A similar question was asked here, but I'd like something more intuitive if possible.
 A: Quantum Mechanics says force is not physics primitive. It shows the undelying mechanism for them.
What is a force? It is something that changes the velocity of a particle, with the Newton's second law:
$$\vec{F}=m\dfrac{d\vec{v}}{dt}$$
Any other appearances of forces can be reduced to this. For example, when we measure the force with a dynamometer, it is actually two forces aplied to the same particle, and they cancel each other when the particle reaches the offset equilibrium position.

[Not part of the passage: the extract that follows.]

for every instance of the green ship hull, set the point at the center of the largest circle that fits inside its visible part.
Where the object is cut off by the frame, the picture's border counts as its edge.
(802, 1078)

Without any force, the particle would move with the same velocity $\vec{v}=\mathrm{const}$. But the Quantum Mechanics shows a more complicated picture: the particle is distributed in space, and depicted as a wave packet. Its evolution (motion and change) without a force is governed by the Schrödinger wave equation
$$i\hbar\dfrac{\partial\Psi}{\partial t}=\dfrac{-\hbar^2}{2m}\nabla^2\Psi\qquad\left[=\dfrac{-\hbar^2}{2m}\dfrac{\partial^2\Psi}{\partial x^2}\quad\text{(in 1D space)}\right]$$
That does say the same thing, $\vec{v}=\mathrm{const}$, but in a sense that all velocity components of the wave packet (that is, its Fourier coefficients) evolve constantly in time, and independently on each other. But that's the mathematical abstraction. Physically, it tells some different story: the wave function oscillates and flows. The rate of oscillations is what we call enegry, and the flow is kept up by the gradient of the phase.

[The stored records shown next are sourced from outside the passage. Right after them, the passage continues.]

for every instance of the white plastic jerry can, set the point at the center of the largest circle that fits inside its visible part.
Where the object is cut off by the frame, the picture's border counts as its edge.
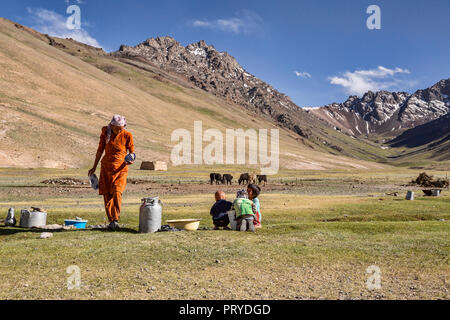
(150, 214)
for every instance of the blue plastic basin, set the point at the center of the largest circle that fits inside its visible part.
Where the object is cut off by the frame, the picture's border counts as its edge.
(79, 224)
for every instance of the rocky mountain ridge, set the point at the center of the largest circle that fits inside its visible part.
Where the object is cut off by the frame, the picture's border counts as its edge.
(387, 113)
(220, 74)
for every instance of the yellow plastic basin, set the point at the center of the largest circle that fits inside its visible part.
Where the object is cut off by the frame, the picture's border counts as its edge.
(186, 224)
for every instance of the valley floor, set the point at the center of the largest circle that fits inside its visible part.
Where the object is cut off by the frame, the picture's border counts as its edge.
(321, 232)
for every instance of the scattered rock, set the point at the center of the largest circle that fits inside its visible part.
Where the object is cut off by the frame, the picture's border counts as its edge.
(424, 180)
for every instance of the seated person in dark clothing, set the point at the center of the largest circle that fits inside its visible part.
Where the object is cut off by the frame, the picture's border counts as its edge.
(219, 211)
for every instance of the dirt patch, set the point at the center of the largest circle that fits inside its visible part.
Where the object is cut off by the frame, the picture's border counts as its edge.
(425, 180)
(64, 181)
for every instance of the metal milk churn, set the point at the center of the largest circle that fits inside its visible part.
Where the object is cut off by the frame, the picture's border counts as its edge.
(35, 218)
(10, 220)
(150, 215)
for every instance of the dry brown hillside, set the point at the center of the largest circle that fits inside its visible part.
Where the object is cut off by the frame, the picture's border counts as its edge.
(55, 97)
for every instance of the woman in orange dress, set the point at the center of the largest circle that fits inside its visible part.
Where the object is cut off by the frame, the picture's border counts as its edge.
(115, 141)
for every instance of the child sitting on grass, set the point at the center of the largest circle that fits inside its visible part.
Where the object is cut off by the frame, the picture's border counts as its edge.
(244, 209)
(253, 191)
(219, 211)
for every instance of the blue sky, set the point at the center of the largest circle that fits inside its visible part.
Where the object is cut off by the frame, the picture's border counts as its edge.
(317, 52)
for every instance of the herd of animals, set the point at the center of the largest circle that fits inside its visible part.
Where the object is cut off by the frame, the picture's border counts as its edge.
(244, 178)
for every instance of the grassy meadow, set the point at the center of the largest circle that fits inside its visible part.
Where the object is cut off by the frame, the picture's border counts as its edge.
(321, 231)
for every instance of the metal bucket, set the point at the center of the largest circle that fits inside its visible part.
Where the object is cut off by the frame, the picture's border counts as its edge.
(30, 219)
(150, 214)
(10, 220)
(435, 192)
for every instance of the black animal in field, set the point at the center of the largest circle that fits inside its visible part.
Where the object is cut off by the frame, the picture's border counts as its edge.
(228, 178)
(244, 178)
(216, 177)
(262, 178)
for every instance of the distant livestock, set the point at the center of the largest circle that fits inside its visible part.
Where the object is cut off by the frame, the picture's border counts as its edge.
(227, 178)
(216, 177)
(262, 178)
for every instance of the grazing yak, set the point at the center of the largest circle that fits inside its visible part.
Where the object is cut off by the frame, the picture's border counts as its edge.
(217, 177)
(262, 178)
(227, 178)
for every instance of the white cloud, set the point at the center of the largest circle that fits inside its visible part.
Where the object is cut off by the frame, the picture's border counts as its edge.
(361, 81)
(245, 22)
(302, 74)
(54, 24)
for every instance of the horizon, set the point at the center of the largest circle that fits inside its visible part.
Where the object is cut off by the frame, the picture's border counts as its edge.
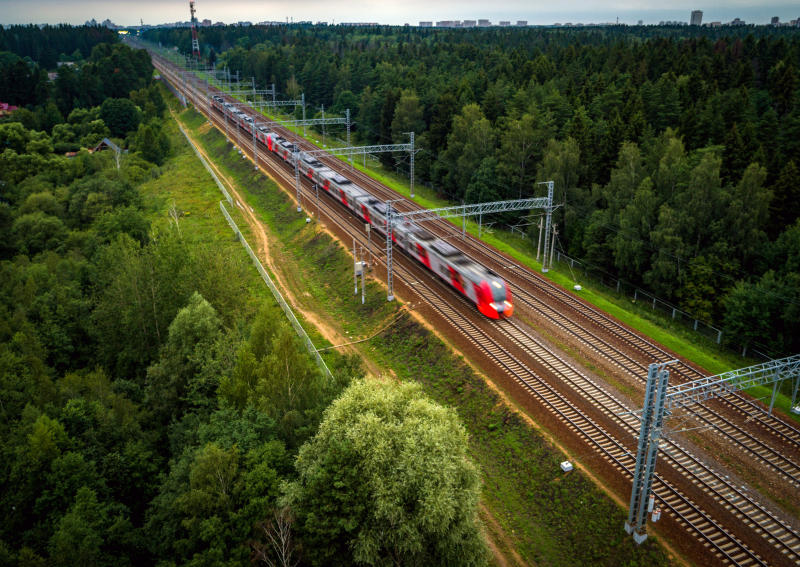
(152, 13)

Then, what happens when a force appears on the scene? We should add the potential energy of that force to the Schrödinger equation:
$$i\hbar\dfrac{\partial\Psi}{\partial t}=\dfrac{-\hbar^2}{2m}\nabla^2\Psi+U\Psi\qquad\left[=\dfrac{-\hbar^2}{2m}\dfrac{\partial^2\Psi}{\partial x^2}+U\Psi\quad\text{(in 1D space)}\right]$$
What happens to the wave funtion then? It starts to oscillate with higher rate in some points (where $U>0$), while with the same rate in some others (where $U=0$). Because of that, the phase in the first points would outrun the phase the second points. And the gradient of phase tells the wave function to flow away in the direction of the retarding phase. So the particle would run away from the place where the potential energy is high! That's how forces work.

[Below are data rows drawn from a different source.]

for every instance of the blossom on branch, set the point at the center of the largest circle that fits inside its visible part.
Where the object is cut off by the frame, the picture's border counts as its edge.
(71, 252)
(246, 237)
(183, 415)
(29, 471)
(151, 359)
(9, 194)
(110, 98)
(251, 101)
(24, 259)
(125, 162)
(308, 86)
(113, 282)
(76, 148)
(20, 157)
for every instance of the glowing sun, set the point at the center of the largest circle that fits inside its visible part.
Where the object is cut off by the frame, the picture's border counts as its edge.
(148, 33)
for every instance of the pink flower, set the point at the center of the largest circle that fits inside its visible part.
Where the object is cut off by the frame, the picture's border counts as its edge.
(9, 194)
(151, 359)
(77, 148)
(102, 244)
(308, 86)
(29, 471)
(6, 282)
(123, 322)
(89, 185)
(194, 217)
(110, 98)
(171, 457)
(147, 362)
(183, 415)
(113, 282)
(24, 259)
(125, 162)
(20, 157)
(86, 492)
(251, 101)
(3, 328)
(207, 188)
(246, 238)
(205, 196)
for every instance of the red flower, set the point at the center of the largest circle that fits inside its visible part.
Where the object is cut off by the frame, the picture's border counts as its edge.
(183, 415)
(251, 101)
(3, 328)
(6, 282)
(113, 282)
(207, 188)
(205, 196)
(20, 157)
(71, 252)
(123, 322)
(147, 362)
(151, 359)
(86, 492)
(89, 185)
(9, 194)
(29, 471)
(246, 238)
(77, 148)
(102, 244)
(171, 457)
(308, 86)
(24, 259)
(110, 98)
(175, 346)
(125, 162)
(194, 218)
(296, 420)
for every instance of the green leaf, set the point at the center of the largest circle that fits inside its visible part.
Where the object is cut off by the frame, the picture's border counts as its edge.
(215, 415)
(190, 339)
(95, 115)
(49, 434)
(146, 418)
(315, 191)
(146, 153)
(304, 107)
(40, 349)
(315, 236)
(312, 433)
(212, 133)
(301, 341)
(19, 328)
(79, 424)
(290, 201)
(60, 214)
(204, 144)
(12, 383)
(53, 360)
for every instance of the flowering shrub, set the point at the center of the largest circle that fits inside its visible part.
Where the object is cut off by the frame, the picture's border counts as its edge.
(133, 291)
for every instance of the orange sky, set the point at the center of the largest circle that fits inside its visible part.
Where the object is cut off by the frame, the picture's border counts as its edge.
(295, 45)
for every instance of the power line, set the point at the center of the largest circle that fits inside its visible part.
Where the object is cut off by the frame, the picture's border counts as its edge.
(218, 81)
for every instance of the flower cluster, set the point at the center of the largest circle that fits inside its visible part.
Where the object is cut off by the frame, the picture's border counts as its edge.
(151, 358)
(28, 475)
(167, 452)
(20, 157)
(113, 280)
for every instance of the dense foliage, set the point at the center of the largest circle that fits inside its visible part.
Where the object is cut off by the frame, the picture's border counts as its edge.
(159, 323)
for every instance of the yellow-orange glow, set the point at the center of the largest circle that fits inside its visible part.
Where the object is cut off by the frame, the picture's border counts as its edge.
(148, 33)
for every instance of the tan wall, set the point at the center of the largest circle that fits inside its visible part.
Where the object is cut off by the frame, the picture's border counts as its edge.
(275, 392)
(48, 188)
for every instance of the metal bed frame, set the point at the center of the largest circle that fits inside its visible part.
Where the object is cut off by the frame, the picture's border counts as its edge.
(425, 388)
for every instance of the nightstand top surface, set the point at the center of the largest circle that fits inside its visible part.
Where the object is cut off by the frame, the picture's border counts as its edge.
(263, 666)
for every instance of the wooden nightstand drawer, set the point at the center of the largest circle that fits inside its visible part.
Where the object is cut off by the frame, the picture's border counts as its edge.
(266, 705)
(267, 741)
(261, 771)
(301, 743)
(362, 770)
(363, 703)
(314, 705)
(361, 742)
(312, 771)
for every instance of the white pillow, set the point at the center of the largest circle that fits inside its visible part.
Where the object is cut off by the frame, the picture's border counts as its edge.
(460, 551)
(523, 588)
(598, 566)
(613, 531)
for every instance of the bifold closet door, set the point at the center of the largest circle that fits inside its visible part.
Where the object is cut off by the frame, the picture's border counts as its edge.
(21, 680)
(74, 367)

A: The interface between the force(field) and the objects is what we call "charge". Electromagnetism, for example, does not excert any force on an electrically neutral object.
In a very crude way, you could imagine charge as the hooks, on which the springs that mediate the force are hung.
One has to be careful with Newton's graviation, however. It works fine for everyday applications such as falling bodies etc. to picture the graviational charge as "mass". A massless object is weightless from this point of view. This is not true in general relativity! There, mass bends space itself and photons, too, are subject to it, albeit not having any (rest) mass.
The similarities between Newtonian gravitation and electromagnetism go quite far. You could imagine the electromagnetic potential as a mountain at the position of one electron from the point of view of another. The repelling force then acts like a ball rolling up a slope and down again.
A: A force is the name given to a physical measurement that isn't a physical property of an accelerated mass, but still allows us to predict a value for its acceleration, given the numerical value of a force present. 
The only interpretation of force which physically matters is how you assign a number to it.